La Primavera è fallita, però è anche il fallimento dell’Occidente che ha mostrato disinteresse o, peggio ancora, ha ricercato i propri interessi economici e strategici. Si è visto con l’intervento francese in Libia: da intervento umanitario si è trasformato nel progetto di eliminare Gheddafi il quale, pur non essendo stato uno stinco di santo, aveva garantito uno sviluppo economico e una convivenza controllata fra le tribù. Eliminato Gheddafi, la Libia sta  facendo un cammino molto faticoso in cui la componente fondamentalista mette in crisi l’Islam, in particolare l’Islam sufi che in Libia è molto forte, distruggendo cimiteri, mausolei, monumenti e moschee. A farne le spese sono anche i cristiani che vivono in Libia. Sono perlopiù stranieri che dall’Egitto e dall’Africa si trasferiscono per lavorare, sono missionari e suore dalle Filippine.

L’Egitto è un altro paese dove i cristiani sono minacciati. C’è il timore che la costituzione appena approvata non sia in grado di proteggere i diritti dei cristiani. Una madre egiziana e i suoi sette figli sono stati condannati a pesanti pene detentive per aver cambiato illegalmente i propri documenti ufficiali. La famiglia voleva ripristinare i propri nomi cristiani, a seguito della morte del padre, di religione musulmana.
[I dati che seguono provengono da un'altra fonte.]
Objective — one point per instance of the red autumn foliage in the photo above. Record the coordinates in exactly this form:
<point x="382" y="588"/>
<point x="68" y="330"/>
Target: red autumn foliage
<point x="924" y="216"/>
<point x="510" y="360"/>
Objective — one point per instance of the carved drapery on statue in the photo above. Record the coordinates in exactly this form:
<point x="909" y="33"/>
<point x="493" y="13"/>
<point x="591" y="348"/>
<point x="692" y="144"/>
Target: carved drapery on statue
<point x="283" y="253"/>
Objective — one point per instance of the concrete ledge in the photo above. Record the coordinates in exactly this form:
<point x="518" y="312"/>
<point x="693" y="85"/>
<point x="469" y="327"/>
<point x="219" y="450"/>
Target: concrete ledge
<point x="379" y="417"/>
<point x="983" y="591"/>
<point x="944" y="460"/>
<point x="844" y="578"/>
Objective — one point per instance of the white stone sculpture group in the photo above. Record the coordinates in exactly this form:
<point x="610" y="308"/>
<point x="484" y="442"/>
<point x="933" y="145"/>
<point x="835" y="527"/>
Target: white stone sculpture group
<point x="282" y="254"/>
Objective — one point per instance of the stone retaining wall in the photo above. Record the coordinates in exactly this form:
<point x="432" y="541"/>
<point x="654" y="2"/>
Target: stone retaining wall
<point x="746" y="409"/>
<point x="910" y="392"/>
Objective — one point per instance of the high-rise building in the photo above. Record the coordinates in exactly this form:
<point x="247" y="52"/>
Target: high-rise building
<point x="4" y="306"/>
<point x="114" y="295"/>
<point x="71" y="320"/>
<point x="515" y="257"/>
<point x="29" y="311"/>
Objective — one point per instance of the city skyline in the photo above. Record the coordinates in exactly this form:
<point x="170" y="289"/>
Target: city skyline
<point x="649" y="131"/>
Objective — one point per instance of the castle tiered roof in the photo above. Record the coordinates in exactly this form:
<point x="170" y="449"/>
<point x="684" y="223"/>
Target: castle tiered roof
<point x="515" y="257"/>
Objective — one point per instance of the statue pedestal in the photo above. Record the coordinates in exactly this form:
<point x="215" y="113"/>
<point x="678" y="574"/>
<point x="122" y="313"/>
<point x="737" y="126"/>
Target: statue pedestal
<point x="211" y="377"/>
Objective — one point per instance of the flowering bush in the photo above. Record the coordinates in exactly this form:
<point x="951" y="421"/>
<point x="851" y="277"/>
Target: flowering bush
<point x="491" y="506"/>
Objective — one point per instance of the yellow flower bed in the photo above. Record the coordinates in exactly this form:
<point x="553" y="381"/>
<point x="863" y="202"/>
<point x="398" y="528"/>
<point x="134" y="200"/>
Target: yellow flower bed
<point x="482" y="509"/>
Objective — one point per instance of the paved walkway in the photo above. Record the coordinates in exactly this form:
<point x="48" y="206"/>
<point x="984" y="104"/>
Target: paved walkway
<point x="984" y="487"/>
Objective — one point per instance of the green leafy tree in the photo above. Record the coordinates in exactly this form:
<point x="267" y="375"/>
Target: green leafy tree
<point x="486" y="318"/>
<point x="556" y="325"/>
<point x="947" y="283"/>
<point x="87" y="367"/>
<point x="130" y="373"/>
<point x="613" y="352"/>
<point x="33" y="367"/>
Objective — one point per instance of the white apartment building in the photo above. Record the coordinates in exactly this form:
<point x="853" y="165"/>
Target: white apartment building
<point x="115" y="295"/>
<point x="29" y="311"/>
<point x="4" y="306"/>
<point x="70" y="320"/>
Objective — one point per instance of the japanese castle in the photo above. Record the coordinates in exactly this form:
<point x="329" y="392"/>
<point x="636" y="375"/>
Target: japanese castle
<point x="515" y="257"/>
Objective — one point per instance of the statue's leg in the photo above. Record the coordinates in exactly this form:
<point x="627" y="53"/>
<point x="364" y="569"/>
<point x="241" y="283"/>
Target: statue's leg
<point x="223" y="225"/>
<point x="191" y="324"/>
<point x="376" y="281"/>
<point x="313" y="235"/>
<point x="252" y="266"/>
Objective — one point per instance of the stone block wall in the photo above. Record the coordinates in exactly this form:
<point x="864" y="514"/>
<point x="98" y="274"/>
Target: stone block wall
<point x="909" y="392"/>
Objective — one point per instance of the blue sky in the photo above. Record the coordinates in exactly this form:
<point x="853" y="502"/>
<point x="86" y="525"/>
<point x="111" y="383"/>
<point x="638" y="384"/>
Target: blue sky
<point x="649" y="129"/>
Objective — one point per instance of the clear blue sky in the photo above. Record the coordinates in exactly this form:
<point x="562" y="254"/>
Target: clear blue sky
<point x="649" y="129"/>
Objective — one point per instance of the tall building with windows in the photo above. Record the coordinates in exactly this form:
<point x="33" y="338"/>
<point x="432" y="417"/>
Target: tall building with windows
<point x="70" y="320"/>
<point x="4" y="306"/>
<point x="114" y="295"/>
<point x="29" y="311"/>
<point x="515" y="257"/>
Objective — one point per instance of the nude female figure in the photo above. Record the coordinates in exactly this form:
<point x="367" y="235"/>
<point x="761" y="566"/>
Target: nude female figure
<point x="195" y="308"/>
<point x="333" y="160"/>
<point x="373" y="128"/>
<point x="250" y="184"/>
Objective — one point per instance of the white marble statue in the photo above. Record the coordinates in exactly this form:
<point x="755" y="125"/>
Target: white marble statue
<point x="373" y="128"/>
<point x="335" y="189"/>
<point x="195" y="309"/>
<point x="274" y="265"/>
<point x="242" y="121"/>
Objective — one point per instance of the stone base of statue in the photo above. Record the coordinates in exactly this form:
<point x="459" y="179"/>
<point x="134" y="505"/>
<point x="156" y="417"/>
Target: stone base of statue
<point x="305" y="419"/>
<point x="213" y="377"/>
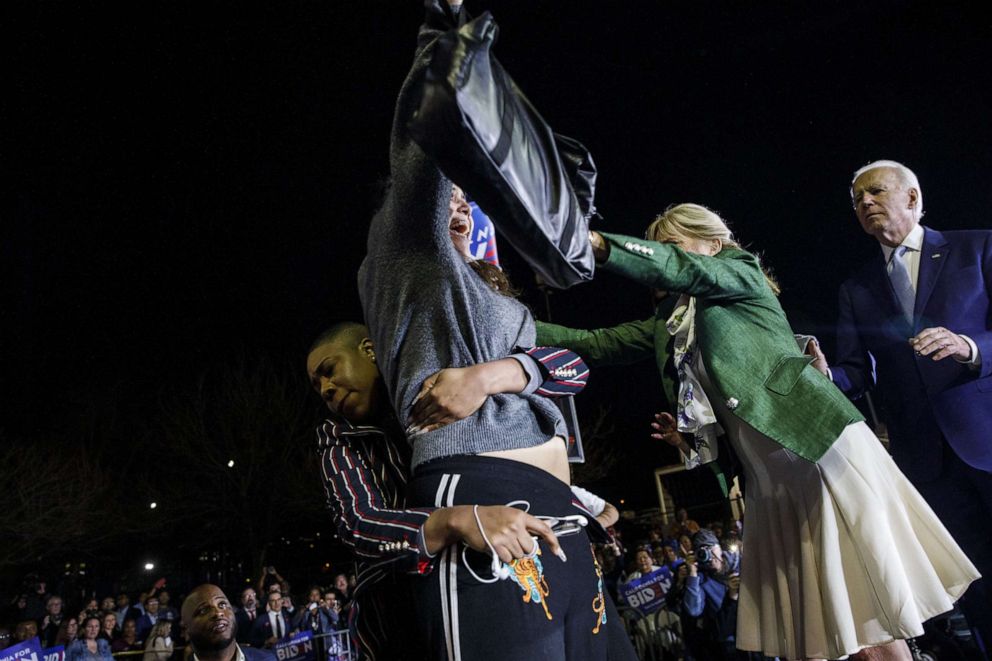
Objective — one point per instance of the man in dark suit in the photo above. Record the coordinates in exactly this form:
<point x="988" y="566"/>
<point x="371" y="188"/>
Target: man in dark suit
<point x="148" y="620"/>
<point x="273" y="625"/>
<point x="246" y="615"/>
<point x="212" y="628"/>
<point x="916" y="323"/>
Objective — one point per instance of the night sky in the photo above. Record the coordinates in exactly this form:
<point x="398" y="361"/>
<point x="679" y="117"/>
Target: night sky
<point x="193" y="181"/>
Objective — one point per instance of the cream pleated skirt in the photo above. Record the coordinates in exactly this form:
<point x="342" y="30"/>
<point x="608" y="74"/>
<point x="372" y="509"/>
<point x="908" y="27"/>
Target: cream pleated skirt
<point x="838" y="555"/>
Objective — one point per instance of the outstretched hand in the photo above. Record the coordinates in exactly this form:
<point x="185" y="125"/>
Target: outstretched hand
<point x="940" y="343"/>
<point x="666" y="430"/>
<point x="819" y="358"/>
<point x="510" y="530"/>
<point x="447" y="396"/>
Nadia Ali Mohamed era nata cristiana ma si era convertita all’Islam, dopo aver sposato Mustafa Abdel-Wahab. Alla morte del marito, avvenuta nel 1991, la donna volle tornare al cristianesimo.

Nel 2004, dopo essere ridiventata cristiana, la famiglia sostituì i nomi musulmani sulla propria carta d’identità con nomi cristiani. L’intera famiglia è stata condannata a 15 anni di reclusione per aver violato le leggi sul cambiamento del nome.

Nel frattempo i gruppi islamici continuano ad attaccare edifici cristiani, senza che la polizia o le forze dell’ordine si impegnino troppo a prevenire questi attentati. Lo scorso 16 gennaio la Assyrian International News Agency ha riferito che centinaia di musulmani hanno distrutto la sede dei servizi sociali, appartenenti alla Chiesa Copta, intonando slogan islamici.

All’inizio del mese di aprile un gruppo ha assalito la cattedrale copta di San Marco, lanciando pietre e bombe infuocate.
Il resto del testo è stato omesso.